While Canada continues to enjoy mutually beneficial relationships with her newcomers drawn from around the globe, it remains a fact that immigrants can only thrive in an atmosphere of relative peace of mind and personal sense of fulfillment.
One issue that is of growing concern is an unprecedented increase in cases of domestic violence among immigrants, alternately called Intimate Partner Violence (IPV) or Physical Abuse. It is one phenomenon that undermines the productivity of immigrants, as well as the capacity of immigrants to rebuild their lives in their new environment.
Domestic violence or IPV is “physical, sexual, or psychological harm by a current or former partner or spouse”. (Government of Canada, 2014, para. 1).
It covers physical, verbal, emotional, economic and sexual abuse. Talking about spousal or partner abuse is almost an anathema to many victims who prefer to suffer in silence until depression or other grave situations set in.
According to Canadian Women’s Foundation, women in Canada live at greater risk than men of domestic violence, sexual assault and harassment, and sex trafficking. The data is pretty grim. Approximately every six days, a woman in Canada is killed by her intimate partner. Violence against women costs taxpayers and the government billions of dollars every year: Canadians collectively spend $7.4 billion to deal with the aftermath of spousal violence alone.

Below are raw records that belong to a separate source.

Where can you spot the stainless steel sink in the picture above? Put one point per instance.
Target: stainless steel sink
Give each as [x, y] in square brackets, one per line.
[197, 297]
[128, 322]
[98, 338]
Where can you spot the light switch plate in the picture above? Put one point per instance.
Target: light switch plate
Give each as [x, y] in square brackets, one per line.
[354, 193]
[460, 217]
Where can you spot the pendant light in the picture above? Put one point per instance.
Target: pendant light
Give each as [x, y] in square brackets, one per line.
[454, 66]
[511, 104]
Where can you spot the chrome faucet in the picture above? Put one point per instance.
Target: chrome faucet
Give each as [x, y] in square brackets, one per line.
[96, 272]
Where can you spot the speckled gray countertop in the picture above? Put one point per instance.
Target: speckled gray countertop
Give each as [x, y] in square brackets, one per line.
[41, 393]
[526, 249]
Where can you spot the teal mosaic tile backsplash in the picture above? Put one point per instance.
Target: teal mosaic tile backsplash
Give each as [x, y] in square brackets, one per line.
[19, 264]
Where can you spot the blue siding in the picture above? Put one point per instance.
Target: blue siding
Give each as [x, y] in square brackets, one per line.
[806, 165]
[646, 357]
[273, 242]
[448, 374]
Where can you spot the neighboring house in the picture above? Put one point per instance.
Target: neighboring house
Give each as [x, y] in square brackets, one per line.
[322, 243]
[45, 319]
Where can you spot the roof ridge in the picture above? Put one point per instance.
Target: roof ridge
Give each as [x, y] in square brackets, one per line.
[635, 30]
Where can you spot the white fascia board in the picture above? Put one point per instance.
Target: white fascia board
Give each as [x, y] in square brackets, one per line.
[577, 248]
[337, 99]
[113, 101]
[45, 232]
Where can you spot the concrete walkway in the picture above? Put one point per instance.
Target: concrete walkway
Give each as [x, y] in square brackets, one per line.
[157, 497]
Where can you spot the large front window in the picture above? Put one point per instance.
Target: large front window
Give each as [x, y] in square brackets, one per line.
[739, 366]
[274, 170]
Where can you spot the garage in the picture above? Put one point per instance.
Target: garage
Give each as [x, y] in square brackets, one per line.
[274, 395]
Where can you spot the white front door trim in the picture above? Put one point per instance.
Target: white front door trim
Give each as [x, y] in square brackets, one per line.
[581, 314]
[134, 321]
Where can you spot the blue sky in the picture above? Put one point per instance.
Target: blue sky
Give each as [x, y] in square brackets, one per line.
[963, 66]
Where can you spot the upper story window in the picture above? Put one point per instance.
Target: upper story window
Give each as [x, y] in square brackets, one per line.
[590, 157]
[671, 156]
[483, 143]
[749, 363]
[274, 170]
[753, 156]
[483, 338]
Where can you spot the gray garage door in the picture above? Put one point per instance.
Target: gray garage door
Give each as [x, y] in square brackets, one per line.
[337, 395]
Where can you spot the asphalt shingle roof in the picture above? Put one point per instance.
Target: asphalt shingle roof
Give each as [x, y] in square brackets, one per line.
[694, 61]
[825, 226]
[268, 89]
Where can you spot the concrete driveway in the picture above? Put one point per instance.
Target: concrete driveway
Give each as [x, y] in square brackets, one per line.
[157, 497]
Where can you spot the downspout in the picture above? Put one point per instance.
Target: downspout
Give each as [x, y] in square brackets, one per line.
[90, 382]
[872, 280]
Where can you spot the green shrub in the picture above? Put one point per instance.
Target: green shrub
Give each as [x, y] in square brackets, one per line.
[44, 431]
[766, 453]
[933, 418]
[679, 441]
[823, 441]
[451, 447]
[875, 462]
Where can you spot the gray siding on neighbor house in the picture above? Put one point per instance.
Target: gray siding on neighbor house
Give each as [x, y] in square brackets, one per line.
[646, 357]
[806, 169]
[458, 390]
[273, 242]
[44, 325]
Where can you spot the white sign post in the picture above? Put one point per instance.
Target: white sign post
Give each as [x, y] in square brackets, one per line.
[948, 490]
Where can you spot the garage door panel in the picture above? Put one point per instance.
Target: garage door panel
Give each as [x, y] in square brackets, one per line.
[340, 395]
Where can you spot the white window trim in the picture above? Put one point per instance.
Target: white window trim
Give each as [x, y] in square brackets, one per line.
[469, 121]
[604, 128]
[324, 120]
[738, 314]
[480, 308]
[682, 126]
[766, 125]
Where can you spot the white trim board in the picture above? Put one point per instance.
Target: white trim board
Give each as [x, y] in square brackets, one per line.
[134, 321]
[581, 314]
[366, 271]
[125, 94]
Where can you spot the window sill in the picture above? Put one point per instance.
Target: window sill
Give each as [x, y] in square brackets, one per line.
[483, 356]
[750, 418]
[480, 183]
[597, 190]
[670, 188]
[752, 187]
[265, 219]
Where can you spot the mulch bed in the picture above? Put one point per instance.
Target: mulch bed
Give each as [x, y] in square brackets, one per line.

The history of domestic violence among Canada’s migrant population is sadly not abating. A 2018 research reveals that the case is worsening among recent immigrants and refugees:
“As in other Western democracies, recent immigrants and refugees to Canada are highly vulnerable to IPV; they arrive with limited support systems, wrestle with changing family dynamics, and may have to adapt to new gender roles. IPV often occurs in the private domain of the family and poses serious risks to women, children, families, and the broader society.”
They face bigger challenge when trying to seek help from the system. “Immigrant and refugee women who experience intimate partner violence (IPV) face numerous barriers and challenges to disclosing and reporting abuse, accessing supports and services, and navigating intersecting legal processes and social support systems.”
Here’s what to do:
If you are an immigrant suffering from any kind of domestic abuse/violence or Immigrant Partner Violence, remember that in Canada, abuse is not tolerated. You don’t have to stay in an abusive situation.
Consider these steps:
- Seek help. Reach out to authorities and agencies established to provide assistance. Help for spouses or partners who are victims of abuse.
- Acknowledge that there are gaps in your relationship which need to be addressed. Once this is settled, begin to take proactive steps to recover the situation.
- See the gap as an opportunity to grow personally and in your relationship.
- Don’t go physical with each other (if it hasn’t yet come to that).
- Ask for help. Look around you and identify sources of help from your immediate family, community, your religious group and civil society and governmental organizations (there are numerous such organizations with online presence). Call 911 if it gets to that. Just don’t be silent.
- Go for counselling.
- Get more involved with your family – kids and spouse. It’s one sure way of closing the gaps.
In more serious situations where physical abuse occurs, move out from the home, find a shelter.
- Acknowledge that the process of healing and recovering from abuse and IPV is long. Healing takes time. Take it one day at a time.
- Build positive social support and relationships.
- Count on God to help you through the journey of recovery, if you believe in God.
Domestic violence among immigrants in Canada impacts women more than the men and can have devastating consequences on the psyche of both children and women. However, immigration status can provide better opportunities for women to combat their situation through better legal and social support in Canada than in their country of birth.